What are regulations on exclusion of information systems from the List of major national security information systems in Vietnam?
What are regulations on exclusion of information systems from the List of major national security information systems in Vietnam? What are regulations on cooperation in appraising, assessing, and remedying incidents of major national security information system in Vietnam? What are regulations on criteria for regulations, procedures, and methods of ensuring cybersecurity for major national security information systems in Vietnam?
Thank you!
What are regulations on exclusion of information systems from the List of major national security information systems in Vietnam?
Pursuant to Article 6 of the Decree 53/2022/NĐ-CP stipulating exclusion of information systems from the List of major national security information systems in Vietnam as follows:
1. The governing body of a major national security information system shall apply for exclusion of such information system from the List of major national security information systems if the governing body detects that such information system fails to satisfy the bases prescribed in Article 3 of this Decree.
2. Annually, cybersecurity protection forces shall, based on their functions and tasks, review and detect information systems that fail to comply with regulations prescribed in Article 3 of this Decree and request the related governing bodies to apply for exclusion of such information systems from the List of major national security information systems.
3. An application for exclusion of an information system from the List of major national security information systems includes:
a) A written request for exclusion of the information system from the List of major national security information systems (Form No. 5 of the Appendix);
b) Other necessary documents directly related to the application for exclusion of the information system from the List of major national security information systems.

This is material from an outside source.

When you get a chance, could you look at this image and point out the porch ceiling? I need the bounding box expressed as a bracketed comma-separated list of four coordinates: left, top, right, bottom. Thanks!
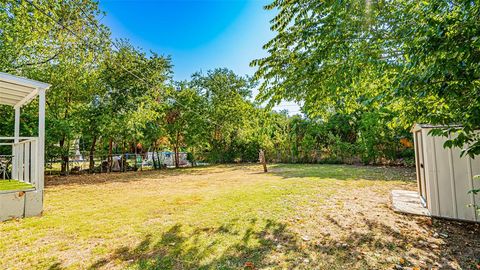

4. Order, procedures, and competency to consider and decide on the exclusion of information systems from the List of major national security information systems shall comply with regulations on the order, procedures, and competency to consider and decide on the inclusion of information systems in the List of major national security information systems.
What are regulations on cooperation in appraising, assessing, and remedying incidents of major national security information system in Vietnam?
Pursuant to Article 7 of the Decree 53/2022/NĐ-CP stipulating cooperation in appraising, assessing, and remedying incidents of major national security information system in Vietnam as follows:
1. The protection of cybersecurity and cyber information security of major national security information systems shall be performed according to regulations of laws on cybersecurity and cyber information security.
2. Principles of cooperation
a) Application of regulations of laws on cybersecurity and cyber information security to the appraisal, assessment, inspection, supervision, response, and remedy for incidents of major national information systems;
b) In case cooperation between many relevant parties is required, the Ministry of Public Security of Vietnam, the Ministry of National Defense of Vietnam, and the Cipher Department of the Government of Vietnam shall, based on the Law on Cybersecurity, take charge and cooperate with the Ministry of Information and Communications and Ministries and central authorities related to the organization of the appraisal, assessment, inspection, supervision, response, and remedy for incidents of major national security information systems according to their functions and assigned tasks;
c) The cooperation process shall ensure compliance with treaties and regulations of international organizations to which Vietnam is a signatory, the Law on Cybersecurity, and relevant laws in a proactive, regular, and timely manner that is in line with assigned functions, tasks, and entitlements.
3. Methods of cooperation
a) The Ministry of Public Security shall request relevant Ministries and central authorities to appoint their members to participate in the appraisal, assessment, inspection, supervision, response, and remedy for incidents of major national security information systems in writing;
b) Relevant Ministries and central authorities shall appoint their members to adequately participate in activities during the process of the appraisal, assessment, inspection, supervision, response, and remedy for incidents of major national security information systems according to the content of the request;
c) Records and documents that serve the appraisal, assessment, inspection, supervision, response, and remedy for incidents of major national security information systems shall be sent to participants by the Ministry of Public Security according to regulations.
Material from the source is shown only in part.